Garden Physic by Sylvia Legris (Granta, £10.99)
Given our story that life started in Eden, it’s hard to imagine language or poetry without our paeans to plants. Sylvia Legris’s vegetal music has a sharp, cerebral edge that combines Gerard Manley Hopkins’s radical, spellbinding rhythm and Marianne Moore’s satirical wit. “A blossom is a throat”, the poet observes, and the poems challenge our understanding of roses, oaks, hawthorns, sorrels, bay laurels and many other plants with a gardener’s observant eye and a linguist’s mercurial tongue: “Borage for courage. / Self-heal. All-heal. By crook or by hook-heal.” Her high-tension, often verbless, end-stop lines train our busy field of vision on to the microscopic wonders of botany, examining the violet’s “seeded umbilicus”. Floral Correspondences, an imaginary exchange between Vita Sackville-West and Harold Nicolson, weaves Sissinghurst and Bloomsbury together. The book ends with De Materia Medica, a jocular, ingenious recreation of the Greek Dioscorides’s original encyclopedia of herbal medicine. Sensuous, brainy and cardiovascular, Garden Physic is a cutting-edge ode to plants, teeming with human knowledge and natural mystery, accompanied by gem-like illustrations by the poet.
Panic Response by John McCullough (Penned in the Margins, £9.99)
The fear of speaking is as tremulous as the desire to break restless silences in John McCullough’s electric third collection. Mournful yet angry, surreal yet deadpan, McCullough’s poems put immense pressure on the autobiographical self: “I write this while my hands are shaking.” The poet grasps the present tense by its throat to revisit the scabs of childhood, breakdown, stigma, homophobia and other sources of turbulence and panic. Historical and scientific anecdotes loom large, creating a syncopated cultural and personal chronicle that is elegiac, rebellious, painful and radiant. Whether confronting a vending machine in Shinjuku, Tokyo, a long-lost friend, or Watford’s spit-filled pavements, McCullough’s poetry translates the “nervous chatter” of our lived moments into a bold, multilayered narrative where the self is found to be “removing / pieces of myself, a little at a time”.

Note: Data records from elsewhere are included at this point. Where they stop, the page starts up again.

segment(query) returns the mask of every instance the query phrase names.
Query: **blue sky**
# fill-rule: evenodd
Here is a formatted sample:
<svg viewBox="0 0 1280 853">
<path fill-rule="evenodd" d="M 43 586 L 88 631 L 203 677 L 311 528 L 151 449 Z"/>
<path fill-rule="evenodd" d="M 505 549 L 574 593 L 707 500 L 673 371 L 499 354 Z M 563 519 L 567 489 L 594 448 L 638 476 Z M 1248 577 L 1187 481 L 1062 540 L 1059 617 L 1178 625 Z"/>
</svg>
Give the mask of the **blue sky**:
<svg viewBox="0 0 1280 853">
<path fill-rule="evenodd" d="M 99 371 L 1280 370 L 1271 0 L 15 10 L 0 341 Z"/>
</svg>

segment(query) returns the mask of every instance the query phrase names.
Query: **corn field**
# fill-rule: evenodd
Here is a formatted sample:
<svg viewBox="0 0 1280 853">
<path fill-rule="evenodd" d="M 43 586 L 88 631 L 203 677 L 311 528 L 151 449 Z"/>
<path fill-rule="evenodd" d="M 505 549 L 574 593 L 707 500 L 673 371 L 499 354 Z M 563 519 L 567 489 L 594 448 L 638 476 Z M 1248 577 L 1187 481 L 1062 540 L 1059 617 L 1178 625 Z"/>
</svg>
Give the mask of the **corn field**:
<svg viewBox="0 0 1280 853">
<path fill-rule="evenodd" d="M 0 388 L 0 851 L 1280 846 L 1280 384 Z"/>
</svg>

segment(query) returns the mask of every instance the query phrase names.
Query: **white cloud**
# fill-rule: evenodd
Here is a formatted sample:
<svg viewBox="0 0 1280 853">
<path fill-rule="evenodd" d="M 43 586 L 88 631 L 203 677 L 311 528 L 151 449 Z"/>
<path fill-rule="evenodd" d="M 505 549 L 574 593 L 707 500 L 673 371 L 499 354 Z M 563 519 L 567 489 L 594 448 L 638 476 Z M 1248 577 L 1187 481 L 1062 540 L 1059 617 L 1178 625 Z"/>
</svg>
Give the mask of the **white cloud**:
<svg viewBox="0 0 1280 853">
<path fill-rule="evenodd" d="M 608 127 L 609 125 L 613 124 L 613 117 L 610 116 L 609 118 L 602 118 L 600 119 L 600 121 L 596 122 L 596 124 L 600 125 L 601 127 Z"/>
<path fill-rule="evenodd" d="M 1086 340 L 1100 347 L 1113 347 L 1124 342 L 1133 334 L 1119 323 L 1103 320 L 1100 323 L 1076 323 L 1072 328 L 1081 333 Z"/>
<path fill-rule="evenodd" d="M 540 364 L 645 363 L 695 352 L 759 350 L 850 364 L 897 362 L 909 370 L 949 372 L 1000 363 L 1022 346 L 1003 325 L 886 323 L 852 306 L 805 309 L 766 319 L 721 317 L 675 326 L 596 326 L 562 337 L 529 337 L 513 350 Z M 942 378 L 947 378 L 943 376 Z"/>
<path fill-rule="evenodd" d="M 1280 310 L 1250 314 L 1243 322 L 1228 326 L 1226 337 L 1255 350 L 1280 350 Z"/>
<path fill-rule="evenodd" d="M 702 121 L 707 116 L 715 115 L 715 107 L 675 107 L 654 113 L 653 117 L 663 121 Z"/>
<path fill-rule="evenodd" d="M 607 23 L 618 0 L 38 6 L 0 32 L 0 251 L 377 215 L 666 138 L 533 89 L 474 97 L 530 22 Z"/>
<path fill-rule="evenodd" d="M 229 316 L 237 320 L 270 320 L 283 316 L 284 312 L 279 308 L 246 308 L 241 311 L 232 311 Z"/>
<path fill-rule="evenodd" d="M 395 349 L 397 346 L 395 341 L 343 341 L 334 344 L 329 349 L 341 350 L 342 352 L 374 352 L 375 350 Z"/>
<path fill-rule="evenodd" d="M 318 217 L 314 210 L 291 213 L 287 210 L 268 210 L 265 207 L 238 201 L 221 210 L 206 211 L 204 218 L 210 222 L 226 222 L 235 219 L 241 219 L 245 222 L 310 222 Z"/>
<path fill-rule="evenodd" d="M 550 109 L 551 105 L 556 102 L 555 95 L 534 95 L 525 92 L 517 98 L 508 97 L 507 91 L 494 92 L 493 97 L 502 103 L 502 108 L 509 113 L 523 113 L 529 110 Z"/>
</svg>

Tractatus Philosophico-Poeticus by Signe Gjessing, translated by Denise Newman (Lolli Editions, £8.99)
Marking the 100th anniversary of the English publication of Wittgenstein’s epoch-defining work, Signe Gjessing turns the original on its head, reimagining its 525 intense logical statements in 112 playful and aphoristic bullet points that simultaneously mock and pay homage to Wittgenstein’s numerical hierarchy. Gjessing finds poetry and freedom in the philosopher’s restrictive lexicon: “3.121111 Worlds are roses in a children’s edition.” The book, however, is wilder and more generous than a straightforward satirical pastiche. It generalises without being bland, condenses without being narrow, and philosophises without being poetical. For example: “5.2211 Love creates small medallions of universality”, or “6.22 The world believes its possibility deserves to be seen.” An enchanting pocketbook, both mind-bending and mind-straightening.